Contact: Jennifer Morozink Boylan, Ph.D.
For Release: Immediately
Risk for heart attack and stroke increased much more for adults who only went to high school than for the college educated during the recent Great Recession—and that widened gap in health inequality has lingered even though the recession is long over, a new study suggests.
Adults who attended college already were healthier overall than the less well educated. But after the economy tanked in 2008, feelings of economic hardship, declining personal control and stress seem to be among key contributors to the widened, persistent health gap between the less advantaged and college educated Americans. The large pre- and post-recession study will be presented today by psychologist Jennifer Moroznik Boylan, Ph.D., of the University of Colorado, Denver. She’ll release her findings at the American Psychosomatic Society meeting in Louisville, KY.
Boylan used facts gathered as part of the Midlife in the U.S. (MIDUS) study, a long-term, federallyfunded probe of the health and well-being of middle-aged Americans. The majority of adults were in their 40s to 60s at both time periods; there was information from 1,255 people just before the recession hit, and from 863 after the recession had ended, between 2012 and 2016. Study participants provided their own reports on health-related behaviors (such as smoking, diet and physical activity). Boylan then combined these with measurements of cholesterol, blood sugar levels, blood pressure and body mass index (BMI), all known to affect the risk of heart disease and stroke. The combined “Cardiovascular Health” score decreased—became less healthy—after the recession for adults at every educational level. The dip, though, was smallest among the well-educated. It fell much further for adults who had a high school or less education. With 14 an ideal health rating and 0 the worst, the pre-recession totals were 7.2 versus 8.2 for the least versus best educated; the gap grew to 6.4 versus 7.9 after the recession. There were no significant differences by race. Education seemed to matter most. The study also asked participants about hardships, stress, and their sense of control in the wake of the recession. “Part of the reason education is linked to these health disparities is that the less educated had more stress, a lower sense of control and more hardships,” says Boylan. Her findings track well with economic data showing the less advantaged have experienced a slower recovery from the recession’s hit, she adds. The gap in cardiovascular health risk potentially could grow even wider if economic polarization increases, Boylan notes. “We need to try to combat these growing disparities,” she says.

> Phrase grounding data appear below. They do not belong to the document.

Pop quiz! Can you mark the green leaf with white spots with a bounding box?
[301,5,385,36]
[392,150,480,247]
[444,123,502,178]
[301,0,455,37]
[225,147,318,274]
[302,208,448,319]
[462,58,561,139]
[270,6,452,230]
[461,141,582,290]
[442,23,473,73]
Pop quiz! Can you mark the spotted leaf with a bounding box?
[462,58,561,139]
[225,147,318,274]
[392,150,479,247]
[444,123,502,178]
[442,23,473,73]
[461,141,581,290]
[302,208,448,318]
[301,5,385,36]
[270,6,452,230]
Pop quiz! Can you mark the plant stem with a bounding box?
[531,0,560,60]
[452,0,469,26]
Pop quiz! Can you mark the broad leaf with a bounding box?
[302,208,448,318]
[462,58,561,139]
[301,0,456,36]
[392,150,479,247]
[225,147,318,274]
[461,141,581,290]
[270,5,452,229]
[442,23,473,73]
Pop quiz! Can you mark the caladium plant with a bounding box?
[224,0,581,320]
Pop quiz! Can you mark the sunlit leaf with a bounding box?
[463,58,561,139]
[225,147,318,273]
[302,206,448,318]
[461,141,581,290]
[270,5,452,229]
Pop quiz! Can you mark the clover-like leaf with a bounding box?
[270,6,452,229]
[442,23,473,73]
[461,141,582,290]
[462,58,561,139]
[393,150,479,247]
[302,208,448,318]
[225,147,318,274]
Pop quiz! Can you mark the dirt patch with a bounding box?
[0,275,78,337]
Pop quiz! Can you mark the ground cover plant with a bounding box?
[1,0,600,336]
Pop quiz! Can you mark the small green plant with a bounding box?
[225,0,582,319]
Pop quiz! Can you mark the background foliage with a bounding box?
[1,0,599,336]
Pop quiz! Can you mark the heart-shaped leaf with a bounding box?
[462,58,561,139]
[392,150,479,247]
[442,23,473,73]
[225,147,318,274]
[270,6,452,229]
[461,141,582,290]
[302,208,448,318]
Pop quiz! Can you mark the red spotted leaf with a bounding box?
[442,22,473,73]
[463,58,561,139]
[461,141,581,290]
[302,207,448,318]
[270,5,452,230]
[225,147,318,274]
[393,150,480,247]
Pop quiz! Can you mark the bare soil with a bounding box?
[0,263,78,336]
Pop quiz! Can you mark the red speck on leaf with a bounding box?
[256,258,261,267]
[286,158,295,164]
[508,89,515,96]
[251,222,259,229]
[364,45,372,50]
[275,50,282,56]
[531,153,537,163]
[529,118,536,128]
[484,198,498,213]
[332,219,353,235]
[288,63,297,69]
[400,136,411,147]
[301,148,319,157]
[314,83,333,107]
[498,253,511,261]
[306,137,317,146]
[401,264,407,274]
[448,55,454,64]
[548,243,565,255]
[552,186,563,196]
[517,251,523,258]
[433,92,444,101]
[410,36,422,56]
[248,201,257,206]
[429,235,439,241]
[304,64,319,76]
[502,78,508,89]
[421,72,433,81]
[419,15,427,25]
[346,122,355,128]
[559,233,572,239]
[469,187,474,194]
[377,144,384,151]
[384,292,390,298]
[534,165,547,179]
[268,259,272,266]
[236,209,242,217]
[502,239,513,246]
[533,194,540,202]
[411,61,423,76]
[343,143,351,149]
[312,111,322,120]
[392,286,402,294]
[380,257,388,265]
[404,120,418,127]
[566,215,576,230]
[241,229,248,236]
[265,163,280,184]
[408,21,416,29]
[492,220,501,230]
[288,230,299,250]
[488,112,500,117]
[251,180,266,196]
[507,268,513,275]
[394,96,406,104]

The American Psychosomatic Society (APS) (http://www.psychosomatic.org), founded in 1943, is an international multidisciplinary academic society that conducts an annual scientific meeting and educational programs. Psychosomatic Medicine is its scientific journal. The membership of over 700 is composed of academic scientists and clinicians in medicine, psychiatry, epidemiology, health psychology and allied health services. The mission of the APS is “to advance and integrate the scientific study of biological, psychological, behavioral and social factors in health and disease.”